Hoepker se distingue aussi comme l’un des premiers journalistes de l’Allemagne de l’Ouest à obtenir une accréditation pour franchir le rideau de fer. Avec sa deuxième épouse, Eva Windmöller, journaliste à Stern, ils s’installent dans cette partie de la ville afin d’en documenter le quotidien. Ses clichés de Berlin-Est, empreints d’une approche quasi anthropologique, saisissent avec une finesse remarquable cette période trouble de l’histoire. Le travail de Hoepker en RDA se révèle être une contribution majeure à la mémoire collective, ses photographies constituant des archives précieuses de cet État qui n’a vécu qu’une cinquantaine d’années.
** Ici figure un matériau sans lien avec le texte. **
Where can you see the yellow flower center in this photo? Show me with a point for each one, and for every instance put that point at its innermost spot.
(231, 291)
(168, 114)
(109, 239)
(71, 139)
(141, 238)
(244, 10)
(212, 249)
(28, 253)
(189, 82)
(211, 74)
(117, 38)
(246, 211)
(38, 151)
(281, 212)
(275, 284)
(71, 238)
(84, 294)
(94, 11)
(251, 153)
Allemagne de l’Est, RDA, 1963. Enfant jouant sur un sentier longeant le mur de Berlin, près de la Bernauer Strasse. « Chemin du secteur soviétique ». Photo Thomas Hoepker
Ce peuple américain qui le fascine
Diagnostiqué de la maladie d’Alzheimer en 2017, le photojournaliste reste malgré tout animé par la volonté de comprendre et représenter ce peuple américain qui le fascine. En 2020, il entreprend donc un nouveau tour du pays avec sa troisième épouse, Christine Kunchen. De ce voyage naît un documentaire au titre métaphoriquement touchant : Dear Memories. Il y explore sa vie et son œuvre à travers ses souvenirs de sa terre adoptive. En 2022, il publie The Way It Was, autre projet tiré de sa dernière excursion, où il juxtapose des photos en couleurs en réponse aux clichés noir et blanc de son premier road trip, presque 60 ans plus tôt.
« Je ne suis pas un artiste, je suis un créateur d’images », déclarait le photographe durant sa carrière. Cependant, son esthétique unique et sa capacité à créer une intimité avec ses sujets témoignent d’une sensibilité extraordinaire. « Le travail de Thomas Hoepker continuera d’inspirer et d’éduquer, nous rappelant le pouvoir de la photographie pour façonner notre compréhension du monde », écrit Cristina de Middel, présidente de Magnum, à l’annonce de sa mort.